BBA 2007 (Accounting)
BS 2007 (Political Science)
Kevin Hansen helps keep the engines of democracy running.
As a program analyst in the office of Washington, D.C. Mayor Adrian Fenty, it's his job to make sure the District is a place where government officials, public policy chiefs and world diplomats can do their work. Hansen is responsible for overseeing agencies whose budgets total more than $500 million of the District's annual $9 billion budget on behalf of the city administrator.
It's a position where Hansen moves in a world of Harvard and Columbia, Georgetown and Wharton. He shows that Tippie matches up well with all of them.
"My experience at Tippie, especially in the Hawkinson Institute of Business Finance, taught me a good set of skills that I knew would serve me well in any situation," he said. "I know how marketable those skills are."
A native of Dubuque, there wasn't much question that Hansen would come to The University of Iowa. He was a lifelong Hawkeye fan, and his older brother was an alumnus. The only question was, what would he study?
"I tried not to pigeon hole myself in just one area because I didn't want to miss any opportunities," he said. "This was a chance to try something new. I could have majored in ten different subjects."
He finally settled on a political science and accounting double major, in part because they offered complementary skills and because they left his career options wide open.
Then he got busy. He likes to note that college students can study, have fun or sleep, and he chose the first two. He was a president's list student and elected senator on the UI Student Government. He worked as a researcher in the Department of Political Science and was recruited to the Hawkinson Institute.

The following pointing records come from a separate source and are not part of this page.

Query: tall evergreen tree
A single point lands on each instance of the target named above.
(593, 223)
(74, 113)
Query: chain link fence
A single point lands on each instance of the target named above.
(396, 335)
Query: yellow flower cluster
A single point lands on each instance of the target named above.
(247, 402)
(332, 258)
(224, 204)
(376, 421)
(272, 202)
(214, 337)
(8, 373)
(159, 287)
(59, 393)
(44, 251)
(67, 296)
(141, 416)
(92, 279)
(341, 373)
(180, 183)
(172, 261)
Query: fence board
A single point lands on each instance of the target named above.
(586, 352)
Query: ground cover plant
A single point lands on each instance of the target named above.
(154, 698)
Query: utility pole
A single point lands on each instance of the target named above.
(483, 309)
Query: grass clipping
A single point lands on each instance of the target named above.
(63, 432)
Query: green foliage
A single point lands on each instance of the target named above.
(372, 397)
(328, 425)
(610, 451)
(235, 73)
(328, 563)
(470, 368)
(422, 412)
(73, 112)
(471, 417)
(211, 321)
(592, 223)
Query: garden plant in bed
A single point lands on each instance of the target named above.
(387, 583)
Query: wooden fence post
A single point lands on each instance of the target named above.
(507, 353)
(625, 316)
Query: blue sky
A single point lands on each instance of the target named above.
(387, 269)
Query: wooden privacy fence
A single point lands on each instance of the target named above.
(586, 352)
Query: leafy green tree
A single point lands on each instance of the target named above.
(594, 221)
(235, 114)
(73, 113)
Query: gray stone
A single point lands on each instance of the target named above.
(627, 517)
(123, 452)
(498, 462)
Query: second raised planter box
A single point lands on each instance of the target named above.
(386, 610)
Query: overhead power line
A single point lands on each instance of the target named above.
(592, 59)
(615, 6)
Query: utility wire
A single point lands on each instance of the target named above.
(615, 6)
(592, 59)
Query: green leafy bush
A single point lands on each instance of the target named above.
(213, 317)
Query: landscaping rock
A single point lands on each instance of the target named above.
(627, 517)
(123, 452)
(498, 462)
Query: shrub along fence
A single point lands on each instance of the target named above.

"I took advantage of as many of these opportunities as I could because I knew I would never get these kinds of leadership experiences at such an early point in my career and with such a low level of risk," he said. "I was getting valuable experience, and it was in a very low pressure situation."
Over time, a career managing money began to take shape. His accounting classes demonstrated he had a way with numbers. He managed the UISG's budget as CFO. His Hawkinson experience showed how markets work, and how to market himself.
After graduating with honors in 2007, he worked for two years at Bain & Company, a consulting firm, in Los Angeles. It was a great first job out of college, he said, and he got the chance to apply the skills that he'd learned at Tippie to solve key problems at Fortune 500 companies, non-profits, private equity funds and government defense contractors. Drawing on his experiences in the consulting world, Kevin realized that his real interest was in solving the same sorts of problems, but for government. So, after he completed a two-year program at Bain, he went on an extended backpacking trip through South America, soaking up the cultures, honing his Spanish, and thinking about his future.
By the time he returned home, he decided a career in public service and public policy is what he wanted, so that he could make peoples' lives better. It seemed obvious, then, that Washington, D.C. would be his next stop.
"If you want to build a career in public policy leadership, this is the place you want to be," he said. "Washington is a great place to live because it's a young city filled with people who are interested in policy and public service."
He started working for the District government in January 2010, at age 25, surrounded by financial management veterans who graduated from some of the most prestigious universities in the country. He hasn't been intimidated, though, because his UI experience has held him in good stead.
His management portfolio includes some of the most basic services of local government—things like fire hydrants, water and sewer, and affordable housing developments.
"I like working in local government because it so closely affects peoples' lives and it makes an identifiable, tangible impact," he said. "If I do my job well, then agencies have the resources they need to make sure that the fire hydrants are getting repaired, the drinking water is clean, and the residents are getting timely, cost-efficient services from their government. If I screw up, then residents are going to end up on the mayor's helpline calling me out."